此後,技術的演進一次次重新定義「身體」的邊界。2001年,美國電話工人羅伯特·圖爾斯成為世界上第一個植入完全自給式人工心臟的人。那顆名為「AbioCor」的機器,重約900克,大小如一顆哈密瓜,由液壓泵與微處理器驅動血液循環。術後,圖爾斯說:「最大的不同是沒有心跳了……我胸腔裡有一種嗡嗡聲。」他又活了151天。
2013年,因槍傷頸部以下癱瘓的艾瑞克·索爾托,腦中被植入兩枚電腦晶片。當他只是「想著」要拿起一杯水,晶片便讀取這個意圖,透過電腦指令驅動機械臂將水杯送到他嘴邊。他說:「我感覺自己大部分還是人類,但也有一部分是賽博格。」
今天,研究者正在開發可注射入體內的醫療奈米機器人、能即時監測血糖與荷爾蒙的生物感測器,以及透過藍牙將體內數據傳送至手機的微型膠囊攝影機。不遠的未來,一個人或許可以全天候觀看自己身體內部的即時影像——就像在看一部關於自己的紀錄片,永不停播。
對華人世界意味著什麼?
這場技術革命,與華人世界的交集遠比想像中深刻。
在產業層面,中國大陸的生物科技企業正以驚人速度推進。華大基因在基因定序領域的全球佈局、聯影醫療在高端醫療影像設備的崛起,以及大量資本湧入的腦機介面新創,都顯示這場「讓身體可見」的技術競賽,已成為中美科技博弈的新戰場之一。

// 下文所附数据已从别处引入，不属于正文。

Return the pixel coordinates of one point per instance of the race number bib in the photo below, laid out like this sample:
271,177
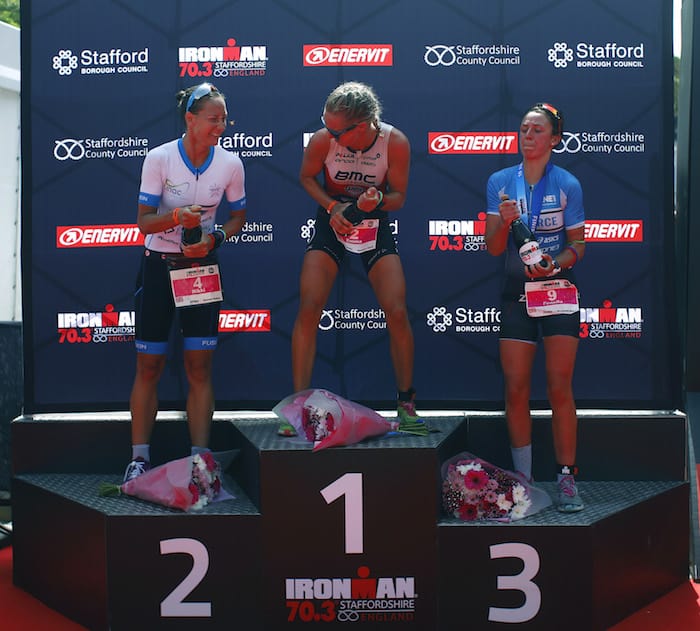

台灣方面,半導體產業的核心能力——精密晶片製造——正是腦機介面與生物感測器的關鍵基礎設施。台積電製程技術的演進,將直接影響下一代植入式醫療裝置的可行性。這是台灣在這場「身體科技化」浪潮中,握有的獨特戰略位置。
但技術之外,更深層的文化問題值得思考。儒家傳統強調「身體髮膚,受之父母」,對身體完整性有特殊的倫理重量。當人工器官、腦內晶片成為常態,這種文化觀念將如何演變?道家的「氣」的整體觀,是否反而比西方二元論更能容納「人機合一」的新型存在方式?
數據主權的問題同樣緊迫。體內感測器持續產生的健康數據,是個人隱私的核心。在不同的法律體系與政治環境下——無論是台灣、香港、中國大陸或東南亞華人社群——這些數據的歸屬與使用規範,將成為未來十年最關鍵的治理議題之一。
卡夫卡的預言與我們的選擇
1915年,卡夫卡在《變形記》中寫了一個醒來發現自己變成巨大甲蟲的男人。葛雷戈·薩姆沙保留了人類的理性與記憶,卻擁有一具完全陌生的身體。他沒有崩潰,而是學著適應——學會爬牆,學會接受新的食物偏好。
卡夫卡寫的是荒誕寓言,但今天的現實正在追上那個寓言。當心臟被機器取代,當思想被晶片讀取,當奈米機器人在血管中巡邏,「我的身體」與「我」之間的距離,究竟是縮短了,還是拉遠了?
那位躺在手術台上看著自己腸壁的科學家,最後這樣寫道:「讓我們希望,我們也能適應自己將成為的樣子。」這句話,既是期許,也是一個沒有答案的問題。